I get migraines and then I get migraines.  The second version is the pounding, searing, scratching my brain kind of pressure that no medication will touch.  I have tried prescription after prescription for migraines and nothing has ever cured them completely.  Sometimes a medication will stop a migraine and that is a good day.  The rest of the time I endure the pain, counting on someone else inside to work through their unrest to alleviate the mental throbbing. 

Coincidentally, or not, the very day I wrote here about control of my feelings and memories, I ended up floored by a whopper of a migraine.  By Monday evening, the voices in my head had reached a fevered pitch.  With the noise increasing, I began to compensate by telling them to shut up.  That didn't work very well and the tension continued to build.

I spent yesterday sleeping in our closet.  Not my favorite place to sleep and even upsetting for some to spend anytime in a dark closet, but necessary to shut out the external sounds and light.  It was then, and continued today, that I began to actually listen to what the others were saying.  A novel idea...

It is the teenager-types this time; upset about our treatment by others.  My father and his friends specifically.  Almost as if our father grew tired of the monotony of abusing us he invited his friends to enjoy us as well.

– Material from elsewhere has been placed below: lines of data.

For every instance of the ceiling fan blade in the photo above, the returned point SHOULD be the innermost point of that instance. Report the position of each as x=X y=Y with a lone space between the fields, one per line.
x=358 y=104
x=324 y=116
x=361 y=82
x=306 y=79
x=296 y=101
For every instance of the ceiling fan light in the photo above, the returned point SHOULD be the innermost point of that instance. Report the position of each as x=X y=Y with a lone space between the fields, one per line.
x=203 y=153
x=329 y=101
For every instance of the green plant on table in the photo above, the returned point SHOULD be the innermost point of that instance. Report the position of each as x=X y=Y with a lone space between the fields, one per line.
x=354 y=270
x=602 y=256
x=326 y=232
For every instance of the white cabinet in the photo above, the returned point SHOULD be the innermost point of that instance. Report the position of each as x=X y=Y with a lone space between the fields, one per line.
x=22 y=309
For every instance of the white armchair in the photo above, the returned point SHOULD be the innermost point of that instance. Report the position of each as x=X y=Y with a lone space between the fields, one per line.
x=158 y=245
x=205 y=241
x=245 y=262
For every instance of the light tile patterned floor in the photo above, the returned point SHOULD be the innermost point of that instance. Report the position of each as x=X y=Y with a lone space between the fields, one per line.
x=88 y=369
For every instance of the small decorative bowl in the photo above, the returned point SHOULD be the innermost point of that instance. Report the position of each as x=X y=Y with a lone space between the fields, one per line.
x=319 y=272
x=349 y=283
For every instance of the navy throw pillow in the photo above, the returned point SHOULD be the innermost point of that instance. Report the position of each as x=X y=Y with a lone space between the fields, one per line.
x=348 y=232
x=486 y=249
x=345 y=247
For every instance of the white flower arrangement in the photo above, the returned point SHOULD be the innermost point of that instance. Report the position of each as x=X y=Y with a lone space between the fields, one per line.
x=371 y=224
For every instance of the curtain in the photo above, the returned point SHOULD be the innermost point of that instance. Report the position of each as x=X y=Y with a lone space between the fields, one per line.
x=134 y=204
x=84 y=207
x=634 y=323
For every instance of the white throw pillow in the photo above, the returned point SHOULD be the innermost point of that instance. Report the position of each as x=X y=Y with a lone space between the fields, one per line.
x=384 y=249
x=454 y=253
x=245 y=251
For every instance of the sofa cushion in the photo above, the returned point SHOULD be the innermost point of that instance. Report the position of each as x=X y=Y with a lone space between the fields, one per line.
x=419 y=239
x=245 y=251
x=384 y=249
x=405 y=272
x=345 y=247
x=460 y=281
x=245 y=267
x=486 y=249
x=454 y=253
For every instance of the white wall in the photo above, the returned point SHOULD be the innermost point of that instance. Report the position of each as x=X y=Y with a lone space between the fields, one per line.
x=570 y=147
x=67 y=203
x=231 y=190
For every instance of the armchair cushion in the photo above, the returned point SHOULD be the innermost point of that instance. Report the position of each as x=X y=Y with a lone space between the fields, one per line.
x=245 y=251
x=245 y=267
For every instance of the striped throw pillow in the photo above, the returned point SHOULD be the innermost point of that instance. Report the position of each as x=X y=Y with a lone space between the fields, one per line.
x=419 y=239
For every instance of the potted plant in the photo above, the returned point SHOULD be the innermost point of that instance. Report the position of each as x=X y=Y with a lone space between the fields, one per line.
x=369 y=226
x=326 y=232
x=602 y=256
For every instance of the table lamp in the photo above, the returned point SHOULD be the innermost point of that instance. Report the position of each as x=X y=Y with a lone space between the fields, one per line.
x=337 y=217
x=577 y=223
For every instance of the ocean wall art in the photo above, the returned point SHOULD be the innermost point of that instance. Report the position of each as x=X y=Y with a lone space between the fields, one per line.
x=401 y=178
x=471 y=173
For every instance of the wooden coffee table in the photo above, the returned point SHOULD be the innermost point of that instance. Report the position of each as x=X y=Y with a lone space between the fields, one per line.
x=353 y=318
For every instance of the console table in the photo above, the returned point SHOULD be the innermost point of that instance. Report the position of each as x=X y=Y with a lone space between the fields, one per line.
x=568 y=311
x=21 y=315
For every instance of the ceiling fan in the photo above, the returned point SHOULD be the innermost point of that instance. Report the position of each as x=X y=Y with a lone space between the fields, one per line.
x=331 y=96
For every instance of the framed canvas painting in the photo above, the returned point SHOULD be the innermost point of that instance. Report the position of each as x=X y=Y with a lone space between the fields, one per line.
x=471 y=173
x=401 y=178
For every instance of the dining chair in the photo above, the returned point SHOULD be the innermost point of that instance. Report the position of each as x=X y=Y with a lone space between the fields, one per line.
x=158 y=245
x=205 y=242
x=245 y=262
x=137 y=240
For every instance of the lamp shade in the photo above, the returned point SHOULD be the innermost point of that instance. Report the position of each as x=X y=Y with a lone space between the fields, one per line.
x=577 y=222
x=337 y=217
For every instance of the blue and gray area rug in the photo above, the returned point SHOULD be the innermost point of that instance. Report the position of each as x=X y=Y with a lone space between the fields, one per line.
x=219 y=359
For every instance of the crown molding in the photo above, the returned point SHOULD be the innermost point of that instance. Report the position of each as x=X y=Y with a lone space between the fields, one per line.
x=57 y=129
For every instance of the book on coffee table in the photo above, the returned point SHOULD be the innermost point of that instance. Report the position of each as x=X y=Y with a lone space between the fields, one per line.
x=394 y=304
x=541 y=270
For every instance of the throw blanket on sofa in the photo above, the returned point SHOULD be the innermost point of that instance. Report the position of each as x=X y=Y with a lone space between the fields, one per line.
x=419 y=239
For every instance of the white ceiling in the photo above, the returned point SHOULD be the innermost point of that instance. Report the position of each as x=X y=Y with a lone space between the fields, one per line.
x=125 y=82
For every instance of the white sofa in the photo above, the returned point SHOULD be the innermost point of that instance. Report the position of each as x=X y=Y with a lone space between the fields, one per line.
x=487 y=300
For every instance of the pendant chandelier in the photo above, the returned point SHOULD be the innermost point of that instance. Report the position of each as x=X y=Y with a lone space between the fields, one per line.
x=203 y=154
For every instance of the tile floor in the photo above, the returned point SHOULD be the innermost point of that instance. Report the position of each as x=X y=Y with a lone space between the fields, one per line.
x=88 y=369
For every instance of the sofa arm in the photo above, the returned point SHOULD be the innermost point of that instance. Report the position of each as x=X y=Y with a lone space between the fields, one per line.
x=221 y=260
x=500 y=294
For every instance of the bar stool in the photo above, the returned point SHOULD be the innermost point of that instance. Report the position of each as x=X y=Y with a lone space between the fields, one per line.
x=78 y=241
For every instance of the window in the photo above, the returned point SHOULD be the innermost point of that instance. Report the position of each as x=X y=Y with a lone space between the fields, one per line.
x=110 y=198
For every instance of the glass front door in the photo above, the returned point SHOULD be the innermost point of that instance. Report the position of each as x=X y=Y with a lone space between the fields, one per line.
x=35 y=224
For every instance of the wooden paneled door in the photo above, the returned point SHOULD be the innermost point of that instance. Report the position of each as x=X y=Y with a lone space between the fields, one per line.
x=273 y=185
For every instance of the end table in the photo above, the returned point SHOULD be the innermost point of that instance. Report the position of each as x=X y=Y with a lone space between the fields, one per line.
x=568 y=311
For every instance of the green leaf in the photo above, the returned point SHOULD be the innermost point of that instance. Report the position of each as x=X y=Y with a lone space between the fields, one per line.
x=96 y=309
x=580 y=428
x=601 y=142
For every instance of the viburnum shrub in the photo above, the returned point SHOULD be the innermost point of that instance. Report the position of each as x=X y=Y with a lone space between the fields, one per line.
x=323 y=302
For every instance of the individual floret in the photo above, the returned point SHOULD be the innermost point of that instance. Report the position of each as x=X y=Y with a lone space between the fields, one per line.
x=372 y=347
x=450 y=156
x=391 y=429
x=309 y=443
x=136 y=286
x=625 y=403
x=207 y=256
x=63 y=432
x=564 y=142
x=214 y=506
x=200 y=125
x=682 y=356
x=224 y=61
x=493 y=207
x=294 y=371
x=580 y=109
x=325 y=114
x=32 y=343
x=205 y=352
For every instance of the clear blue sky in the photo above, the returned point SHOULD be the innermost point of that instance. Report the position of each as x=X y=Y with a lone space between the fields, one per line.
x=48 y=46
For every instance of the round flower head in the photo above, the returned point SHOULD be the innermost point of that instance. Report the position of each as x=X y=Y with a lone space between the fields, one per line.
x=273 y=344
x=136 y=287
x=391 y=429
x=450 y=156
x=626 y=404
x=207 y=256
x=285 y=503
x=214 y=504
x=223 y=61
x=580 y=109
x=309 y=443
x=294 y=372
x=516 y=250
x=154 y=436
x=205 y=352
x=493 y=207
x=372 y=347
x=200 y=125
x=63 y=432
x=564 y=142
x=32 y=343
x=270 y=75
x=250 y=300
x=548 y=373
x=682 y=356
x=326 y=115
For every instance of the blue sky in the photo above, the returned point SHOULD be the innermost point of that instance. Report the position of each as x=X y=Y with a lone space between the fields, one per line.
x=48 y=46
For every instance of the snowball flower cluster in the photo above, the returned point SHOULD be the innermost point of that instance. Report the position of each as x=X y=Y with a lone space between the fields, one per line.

Money changing hands.  Hushed words and names spoken.  Our names.  He was telling them how to "work" us. 

Say Sara for a blowjob...  Cooper if you want a boy...  Jasmine if you like to be rough...  Lively if you want a bad girl...  Sissy if you never want a word spoken...

And so they learned our names and exactly how to get what they wanted.  He hurt us so much that he knew that we had different names.  He fucking knew.

They take their turns watching and egging each other on.  Suggestions of what to try.  A fight for who was next.  An invitation by him for all to join in towards the end.

A mess is what we are.  Humiliation is sticky in our hair.  We are dripping with ammonia-smelling shame.  Numbing blood covers our legs.  We are reduced to a heap of fluids, their laughter, their pleasure.  A human hole.

My head is pounding with shame.  The screams speak of silent terror.  There is no medication to stop this pain.  This migraine is wrapped up in silence that is unbearable to hear.  The pressure of the secrets, the pressure of the shame is just too much.